Wednesday, February 14, 2018

2 in the morning

I got home from dinner with my friend, which went so late and with so much laughing and good talk and wine (finally) that I missed the brass band I'd planned to see for Mardi Gras, but didn't mind. Walked the puppy, got ready for bed, watched a couple of Youtube videos of guinea pigs snuffling around - this is what I do now, because reading the news makes me insane - put on my eye mask, and shut off the light.

I waited. I usually have to wait awhile, but eventually sleep comes. I take a Benadryl most nights, which horrified my acupuncturist (I am now a woman who has an acupuncturist to horrify), but I would rather have the guaranteed sleep. So I took the pill and I waited.

But instead of falling asleep, I fell apart.

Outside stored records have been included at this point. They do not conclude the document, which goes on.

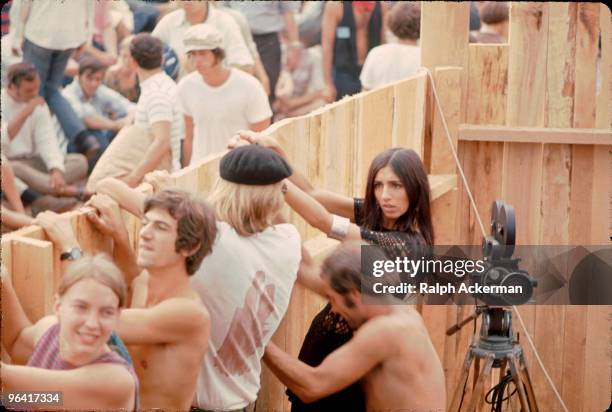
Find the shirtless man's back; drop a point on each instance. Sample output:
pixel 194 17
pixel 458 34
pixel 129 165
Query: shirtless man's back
pixel 414 369
pixel 390 353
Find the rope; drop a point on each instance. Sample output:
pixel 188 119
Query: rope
pixel 450 143
pixel 473 204
pixel 535 352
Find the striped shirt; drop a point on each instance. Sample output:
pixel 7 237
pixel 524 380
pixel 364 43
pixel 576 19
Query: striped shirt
pixel 46 355
pixel 157 103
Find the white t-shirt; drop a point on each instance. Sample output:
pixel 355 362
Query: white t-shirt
pixel 388 63
pixel 245 283
pixel 158 103
pixel 36 138
pixel 172 27
pixel 219 112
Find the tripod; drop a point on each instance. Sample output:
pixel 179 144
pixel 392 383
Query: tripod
pixel 497 348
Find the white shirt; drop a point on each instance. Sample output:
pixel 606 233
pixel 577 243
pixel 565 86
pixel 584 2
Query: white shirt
pixel 52 24
pixel 172 27
pixel 245 283
pixel 219 112
pixel 36 138
pixel 388 63
pixel 158 103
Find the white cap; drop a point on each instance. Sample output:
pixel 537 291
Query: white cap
pixel 202 37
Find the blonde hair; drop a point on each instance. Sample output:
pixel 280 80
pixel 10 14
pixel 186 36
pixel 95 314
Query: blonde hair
pixel 248 209
pixel 100 268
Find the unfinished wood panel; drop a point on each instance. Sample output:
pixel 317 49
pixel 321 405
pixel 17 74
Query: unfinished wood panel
pixel 33 278
pixel 338 134
pixel 603 115
pixel 556 165
pixel 597 383
pixel 527 64
pixel 188 178
pixel 409 113
pixel 552 135
pixel 487 84
pixel 375 128
pixel 447 81
pixel 522 162
pixel 208 173
pixel 482 165
pixel 447 47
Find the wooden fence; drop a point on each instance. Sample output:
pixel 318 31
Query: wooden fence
pixel 531 127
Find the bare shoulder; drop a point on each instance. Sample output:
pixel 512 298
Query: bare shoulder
pixel 112 382
pixel 41 326
pixel 334 8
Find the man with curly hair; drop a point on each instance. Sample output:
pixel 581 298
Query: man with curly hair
pixel 395 61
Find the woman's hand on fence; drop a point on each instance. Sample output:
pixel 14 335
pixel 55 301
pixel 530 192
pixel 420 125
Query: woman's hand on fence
pixel 107 216
pixel 160 180
pixel 58 228
pixel 250 137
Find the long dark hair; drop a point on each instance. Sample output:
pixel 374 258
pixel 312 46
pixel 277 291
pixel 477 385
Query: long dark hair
pixel 408 167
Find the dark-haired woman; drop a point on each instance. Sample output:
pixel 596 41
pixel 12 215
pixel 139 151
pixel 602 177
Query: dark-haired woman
pixel 394 214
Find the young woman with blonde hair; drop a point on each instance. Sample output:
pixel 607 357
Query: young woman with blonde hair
pixel 69 352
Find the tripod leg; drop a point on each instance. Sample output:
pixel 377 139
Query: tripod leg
pixel 479 389
pixel 527 379
pixel 516 376
pixel 459 390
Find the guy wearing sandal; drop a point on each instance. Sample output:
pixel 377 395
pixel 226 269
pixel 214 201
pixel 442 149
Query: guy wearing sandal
pixel 29 139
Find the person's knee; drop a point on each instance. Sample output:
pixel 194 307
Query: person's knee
pixel 77 166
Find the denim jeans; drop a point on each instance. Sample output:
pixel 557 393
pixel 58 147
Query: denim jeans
pixel 50 65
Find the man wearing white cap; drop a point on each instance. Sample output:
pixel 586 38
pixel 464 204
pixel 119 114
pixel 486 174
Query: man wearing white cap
pixel 216 101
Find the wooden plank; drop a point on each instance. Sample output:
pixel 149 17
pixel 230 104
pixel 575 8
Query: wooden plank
pixel 527 64
pixel 33 278
pixel 556 170
pixel 374 131
pixel 338 134
pixel 447 81
pixel 522 162
pixel 487 84
pixel 603 114
pixel 597 383
pixel 448 47
pixel 439 185
pixel 208 173
pixel 409 113
pixel 551 135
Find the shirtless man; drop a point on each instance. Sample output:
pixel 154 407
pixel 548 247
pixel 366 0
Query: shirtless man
pixel 347 35
pixel 166 326
pixel 390 352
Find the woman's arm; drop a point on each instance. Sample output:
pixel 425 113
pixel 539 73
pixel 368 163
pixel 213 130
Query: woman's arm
pixel 335 203
pixel 314 213
pixel 98 386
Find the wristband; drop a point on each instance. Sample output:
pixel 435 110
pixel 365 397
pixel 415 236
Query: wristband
pixel 340 226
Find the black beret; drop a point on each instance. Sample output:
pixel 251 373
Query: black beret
pixel 254 165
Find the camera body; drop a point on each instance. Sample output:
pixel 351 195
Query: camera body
pixel 501 269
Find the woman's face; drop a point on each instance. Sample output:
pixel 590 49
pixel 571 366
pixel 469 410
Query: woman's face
pixel 390 195
pixel 88 312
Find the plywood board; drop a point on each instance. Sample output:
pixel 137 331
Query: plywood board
pixel 33 278
pixel 409 113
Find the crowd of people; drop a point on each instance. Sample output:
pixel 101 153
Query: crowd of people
pixel 101 96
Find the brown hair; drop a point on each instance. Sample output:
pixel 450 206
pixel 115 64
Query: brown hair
pixel 100 268
pixel 494 12
pixel 19 72
pixel 408 167
pixel 343 269
pixel 91 64
pixel 196 225
pixel 147 51
pixel 404 20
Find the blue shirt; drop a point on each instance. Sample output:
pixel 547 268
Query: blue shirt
pixel 105 102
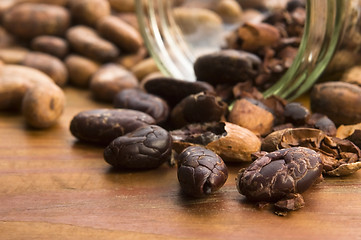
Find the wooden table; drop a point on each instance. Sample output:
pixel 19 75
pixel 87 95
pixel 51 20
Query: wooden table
pixel 54 187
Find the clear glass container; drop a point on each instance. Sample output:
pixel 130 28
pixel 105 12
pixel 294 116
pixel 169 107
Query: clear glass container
pixel 329 45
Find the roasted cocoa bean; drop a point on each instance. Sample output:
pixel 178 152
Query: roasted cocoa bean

I don't know how long it lasted. I sobbed so hard I thought I was going to vomit. I got up and staggered into the bathroom. I sat in front of the toilet, curled into a ball of horror, mouth open, tears so wet they had almost no salt at all, and I wailed "My baby, my baby, my baby, my baby, my baby."

By 3:30 I was back in bed. The tears would stop, and then they'd start again, pumping up and hot without any apparent beginning or end. The deep and dwelling cramps inside me, the cramps of lost time and emotional energy and pain and possibility, drove me to cry harder.

I got back up, not caring about my body anymore, fuck all the supplements and the fucking acupuncture and the kale shakes every morning and all that shit, that fucking waste of time bullshit nonsense. I cracked my sole secret stash opioid pain pill in two halves, and swallowed one. I went back to bed.

It's interesting, that physical pain and emotional pain operate on the same neural pathways. The half pill did what I asked it to. I got heavier. I felt more calm. Calm enough I could fall into a tight, balled half sleep.

Five or six hours later I woke up sore, like I'd been in a fight. My eyelids swollen. I dragged myself into the kitchen, heated up yesterday's coffee, sat at the computer, and started to cry again.

The dog asked to go out. "Okay," I said. I suited up in boots and coat, face puffy and pink, hair askew, and we got in the elevator, slow and unwilling.

"Good morning," said the elevator man. "Happy Valentines Day."